Some of the strengths related to the implementation of this intervention are in line with strengths of comparable intervention studies . First, the results from the teacher interviews during the intervention phase may suggest that empowering the teachers to become effective implementers of positive change in physical activity during school hours may partly explain the increase. Second, the progressive intervention allowed for the possibility of on-site trial and error while the implementers slowly built up their skill set, enabling them to increase school-based physical activity throughout the school day. Third, this method respects a teacher's independence, as it allows individual teachers to adjust the physical activity-related activities at their own will. Finally, it is worth mentioning that the use of accelerometers as an objective measure of school-based physical activity eliminated the possibility of self-report bias, and using hierarchical models to analyze these results is an appropriate technique taking into account the clustered data structure.
There are methodological limitations to this study that must be addressed. Measuring school-based physical activity at the end of each school year, similar to what was done at the beginning of each school year, would likely have provided stronger indications of the intervention progression.

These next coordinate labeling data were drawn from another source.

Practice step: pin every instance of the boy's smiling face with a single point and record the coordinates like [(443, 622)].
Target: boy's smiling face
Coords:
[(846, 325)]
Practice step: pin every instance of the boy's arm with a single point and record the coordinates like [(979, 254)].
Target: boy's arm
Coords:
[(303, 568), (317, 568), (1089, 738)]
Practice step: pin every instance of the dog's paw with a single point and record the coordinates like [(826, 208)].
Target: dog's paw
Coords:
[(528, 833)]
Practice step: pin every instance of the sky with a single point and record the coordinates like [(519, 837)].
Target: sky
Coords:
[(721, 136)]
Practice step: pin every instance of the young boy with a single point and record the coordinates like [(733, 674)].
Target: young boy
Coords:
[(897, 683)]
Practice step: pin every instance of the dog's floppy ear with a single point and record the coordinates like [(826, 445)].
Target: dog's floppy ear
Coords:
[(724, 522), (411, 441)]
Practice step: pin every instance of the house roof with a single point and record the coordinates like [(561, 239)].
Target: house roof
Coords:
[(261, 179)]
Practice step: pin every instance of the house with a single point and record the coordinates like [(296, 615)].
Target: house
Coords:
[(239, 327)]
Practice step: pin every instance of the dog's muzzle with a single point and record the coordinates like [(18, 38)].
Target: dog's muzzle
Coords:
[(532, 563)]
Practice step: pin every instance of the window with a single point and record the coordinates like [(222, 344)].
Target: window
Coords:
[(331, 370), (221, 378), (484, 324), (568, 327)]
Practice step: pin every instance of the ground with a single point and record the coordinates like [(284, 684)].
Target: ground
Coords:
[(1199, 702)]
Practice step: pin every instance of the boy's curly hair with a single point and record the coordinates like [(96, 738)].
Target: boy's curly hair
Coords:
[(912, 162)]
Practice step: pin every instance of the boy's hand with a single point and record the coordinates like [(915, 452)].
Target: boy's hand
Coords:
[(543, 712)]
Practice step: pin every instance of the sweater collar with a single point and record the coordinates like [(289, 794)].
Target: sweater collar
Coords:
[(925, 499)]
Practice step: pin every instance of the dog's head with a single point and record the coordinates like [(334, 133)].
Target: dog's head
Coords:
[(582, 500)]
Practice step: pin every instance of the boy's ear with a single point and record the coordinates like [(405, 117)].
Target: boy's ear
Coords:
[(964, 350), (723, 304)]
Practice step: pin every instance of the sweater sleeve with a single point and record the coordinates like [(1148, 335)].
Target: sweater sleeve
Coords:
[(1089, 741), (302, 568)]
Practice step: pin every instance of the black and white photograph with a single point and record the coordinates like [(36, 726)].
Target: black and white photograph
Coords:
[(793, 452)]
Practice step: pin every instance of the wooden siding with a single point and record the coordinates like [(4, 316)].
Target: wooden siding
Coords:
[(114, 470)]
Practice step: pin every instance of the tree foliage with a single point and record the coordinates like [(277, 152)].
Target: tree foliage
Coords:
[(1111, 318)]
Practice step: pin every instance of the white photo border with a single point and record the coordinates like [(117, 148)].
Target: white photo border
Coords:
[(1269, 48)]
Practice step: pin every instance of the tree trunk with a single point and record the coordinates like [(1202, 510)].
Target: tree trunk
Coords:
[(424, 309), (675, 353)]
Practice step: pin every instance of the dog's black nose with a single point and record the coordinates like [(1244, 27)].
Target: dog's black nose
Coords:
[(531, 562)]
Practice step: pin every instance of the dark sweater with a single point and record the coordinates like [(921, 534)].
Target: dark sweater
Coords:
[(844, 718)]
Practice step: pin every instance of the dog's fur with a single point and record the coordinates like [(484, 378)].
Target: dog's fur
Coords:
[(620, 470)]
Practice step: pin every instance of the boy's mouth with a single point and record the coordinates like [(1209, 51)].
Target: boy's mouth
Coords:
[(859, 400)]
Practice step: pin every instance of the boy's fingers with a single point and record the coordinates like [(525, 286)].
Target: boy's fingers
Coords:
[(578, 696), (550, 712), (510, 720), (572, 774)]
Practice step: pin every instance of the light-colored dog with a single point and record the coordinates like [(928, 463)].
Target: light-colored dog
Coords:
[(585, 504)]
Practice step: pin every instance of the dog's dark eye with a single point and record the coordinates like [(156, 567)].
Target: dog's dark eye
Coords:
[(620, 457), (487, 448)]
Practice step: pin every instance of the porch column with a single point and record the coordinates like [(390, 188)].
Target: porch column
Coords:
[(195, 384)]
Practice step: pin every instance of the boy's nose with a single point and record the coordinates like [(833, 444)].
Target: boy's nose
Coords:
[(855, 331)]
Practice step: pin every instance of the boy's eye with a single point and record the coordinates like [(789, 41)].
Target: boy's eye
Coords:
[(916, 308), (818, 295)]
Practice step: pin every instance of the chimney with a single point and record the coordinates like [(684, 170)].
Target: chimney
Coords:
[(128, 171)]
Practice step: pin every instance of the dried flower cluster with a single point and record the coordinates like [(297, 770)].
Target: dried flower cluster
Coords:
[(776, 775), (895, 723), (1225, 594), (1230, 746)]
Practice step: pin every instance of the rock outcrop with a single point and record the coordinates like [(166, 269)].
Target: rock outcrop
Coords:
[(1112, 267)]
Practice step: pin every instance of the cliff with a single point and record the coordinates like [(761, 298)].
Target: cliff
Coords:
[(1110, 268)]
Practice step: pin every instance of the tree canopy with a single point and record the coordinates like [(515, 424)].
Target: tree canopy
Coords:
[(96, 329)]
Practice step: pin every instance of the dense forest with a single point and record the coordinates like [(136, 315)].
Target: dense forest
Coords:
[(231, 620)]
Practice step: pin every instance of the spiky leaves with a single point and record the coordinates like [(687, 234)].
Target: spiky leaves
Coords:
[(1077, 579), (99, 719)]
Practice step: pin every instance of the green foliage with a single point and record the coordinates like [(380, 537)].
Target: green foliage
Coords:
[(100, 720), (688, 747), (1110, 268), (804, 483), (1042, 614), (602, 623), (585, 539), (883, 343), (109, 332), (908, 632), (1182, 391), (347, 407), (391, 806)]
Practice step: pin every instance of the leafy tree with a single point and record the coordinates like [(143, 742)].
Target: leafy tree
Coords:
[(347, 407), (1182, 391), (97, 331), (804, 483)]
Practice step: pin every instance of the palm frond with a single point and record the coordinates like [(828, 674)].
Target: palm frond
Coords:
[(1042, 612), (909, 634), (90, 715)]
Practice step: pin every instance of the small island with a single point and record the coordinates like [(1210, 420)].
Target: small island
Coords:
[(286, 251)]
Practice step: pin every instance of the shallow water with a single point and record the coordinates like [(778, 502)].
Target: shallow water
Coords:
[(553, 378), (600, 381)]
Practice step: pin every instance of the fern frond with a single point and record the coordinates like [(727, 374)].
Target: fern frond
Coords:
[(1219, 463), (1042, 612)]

Thus, while having three objectively obtained physical activity data points can be viewed as strength, an additional two in the spring of 2007 and spring of 2008 would have strengthened our inferential ability. Despite all the children being a similar age, the study population was relatively small, thus limiting the potential to generalize the findings. Further, we cannot state which specific part of the intervention contributed more than others to the overall increase in physical activity during school hours in the fall of 2007, i.e. if it was the extra PE lesson or integrated physical activity within the various general school subjects. It has also recently been pointed out that having the accelerometers record 60 s epoch is likely to have resulted in a less accurate estimation of physical activity than using shorter epoch like 15 s . This may have underestimated the amount of MVPA the children performed during school hours. Finally, the lack of consensus on where to place accelerometer cut-points defining moderate-to-vigorous physical activity limits our ability to accurately classify physical activity intensity.